Exemplum of the Fifth edition of Waller's Poems (8°: London, 1686) extensively annotated in MS throughout by P.N.
[i.e. Philip Neve], who records in a MS preface dated July 1788 that his notes (to p. 238) that are written in the same hand as the 3 following pages are transcribed from B[isho]p Atterbury's Copy [i.e. that of Francis Atterbury (1662-1732), Bishop of Rochester] who wrote with Waller's MS before him, as appears at p. 230 (see WaE 371). The B[isho]p either made his Remarks in a Copy of the 3d. Edition, published in 1668 — or the MS he consulted was what Waller had corrected for that Edition — as the Notes &c. go to the very page where that Edition ends. How far in his Alterations Atterbury followed the MS it is fruitless to enquire — very improbably throughout
. The notes record variant readings and alterations for 53 poems in the volume (each of which is given a separate entry below). A selection of these MS readings is listed in Deas, pp. 321-4.

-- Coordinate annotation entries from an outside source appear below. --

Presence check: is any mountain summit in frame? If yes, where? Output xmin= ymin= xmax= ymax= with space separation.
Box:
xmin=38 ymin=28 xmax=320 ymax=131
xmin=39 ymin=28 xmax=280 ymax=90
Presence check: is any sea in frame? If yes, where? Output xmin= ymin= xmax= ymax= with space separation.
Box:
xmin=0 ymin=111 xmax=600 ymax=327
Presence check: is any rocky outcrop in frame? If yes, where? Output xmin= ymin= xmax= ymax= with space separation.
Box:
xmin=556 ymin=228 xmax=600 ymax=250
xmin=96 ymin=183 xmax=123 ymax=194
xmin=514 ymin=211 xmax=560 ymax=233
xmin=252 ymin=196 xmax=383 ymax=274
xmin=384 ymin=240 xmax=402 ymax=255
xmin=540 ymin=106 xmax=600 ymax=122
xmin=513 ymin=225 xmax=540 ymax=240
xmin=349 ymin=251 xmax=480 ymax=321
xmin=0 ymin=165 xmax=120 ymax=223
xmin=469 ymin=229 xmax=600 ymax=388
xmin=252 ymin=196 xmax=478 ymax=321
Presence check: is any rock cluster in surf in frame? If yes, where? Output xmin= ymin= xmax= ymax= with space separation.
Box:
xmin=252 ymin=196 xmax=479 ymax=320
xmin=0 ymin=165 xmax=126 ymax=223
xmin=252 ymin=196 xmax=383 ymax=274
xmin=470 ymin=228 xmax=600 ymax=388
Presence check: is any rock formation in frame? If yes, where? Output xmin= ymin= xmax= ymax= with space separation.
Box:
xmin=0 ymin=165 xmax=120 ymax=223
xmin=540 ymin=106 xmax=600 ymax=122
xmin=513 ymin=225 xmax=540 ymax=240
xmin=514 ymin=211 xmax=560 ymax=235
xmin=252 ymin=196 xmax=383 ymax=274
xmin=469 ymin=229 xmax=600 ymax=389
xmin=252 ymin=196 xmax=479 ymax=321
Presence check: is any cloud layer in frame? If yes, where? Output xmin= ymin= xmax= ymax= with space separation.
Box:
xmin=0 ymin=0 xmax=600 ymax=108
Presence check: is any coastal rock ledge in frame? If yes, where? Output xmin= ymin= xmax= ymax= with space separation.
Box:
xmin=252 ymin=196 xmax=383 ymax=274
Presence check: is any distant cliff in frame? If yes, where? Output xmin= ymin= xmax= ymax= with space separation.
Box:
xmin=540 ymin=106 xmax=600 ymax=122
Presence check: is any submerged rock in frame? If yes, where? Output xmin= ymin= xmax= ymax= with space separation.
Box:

The volume with Atterbury's notes and emendations that are copied here can be identified as that in Westminster Abbey (CB 67).
At the end of the volume (on pp. 307-10) are MS copies by Neve of two further poems by Waller [see WaE 417, WaE 780-1] transcribed from an independent [and now unlocated] very antient Ms which contains most of Waller's other Pieces, written before 1645, tho' none afterwards
, as well as poems by Lord Herbert of Cherbury, Sir John Suckling and Thomas Carew, and this Ancient Ms
is also cited as the source for some MS lines and alterations inserted by Neve in the printed text of poems on pp. 27-8 and 30-3. Neve records three poems by Waller from the same source in his Cursory Remarks on some of the Antient English Poets, particularly Milton (London, 1789), pp. 70-2 [see WaE 103, WaE 532, WaE 780-1]. It is possibly from this source that Neve also derived the text of a few hitherto unprinted Verses of Waller
which he sent to George Steevens on 14 April 1789, as is witnessed by his accompanying letter of that date in the Folger (MS C. b. 10(116)). For one other, unrelated, MS of the 17th-century verse once owned by Neve, see DnJ Δ 33.
c.1788.
Cited in IELM, II.ii (1993) as the Atterbury-Neve volume
: WaE Δ 15. For Neve's alterations in the accompanying exemplum of The Seconde Part of Mr. Waller's Poems (London, 1690), see WaE 377. NB. The preface printed in this edition was almost certainly written by Francis Atterbury. According to a MS note by the publisher Jacob Tonson in an unlocated exemplum last recorded in 1891, Atterbury was also responsible for printing the poems published for Tonson in The Maid's Tragedy Altered. With some other Pieces by Edmund Waller (London, 1690), his source being a Manuscript Copy of them
borrowed by Atterbury of Dr. Birch
[i.e. Dr Peter Birch (1652?-1710), Chaplain to the House of Commons, who married Waller's daughter Mary]: see Thorn-Drury, II, 150-1; a note by J.T.Y. in N&Q, 7th Ser. 11 (4 April 1891), 266-7; and also Life (1711), p. xl.
Folkestone Williams further records that Atterbury used an exemplum of the Third edition of Waller's Poems (1668), probably during his college career
, containing numerous corrections by him
and that Atterbury compiled a collection of select passages [from Waller] still in his handwriting
(Memoirs and Correspondence of Francis Atterbury, D.D., 2 vols (London, 1869), I, 48). For other evidence of Atterbury's association with Waller, see WaE Δ 6.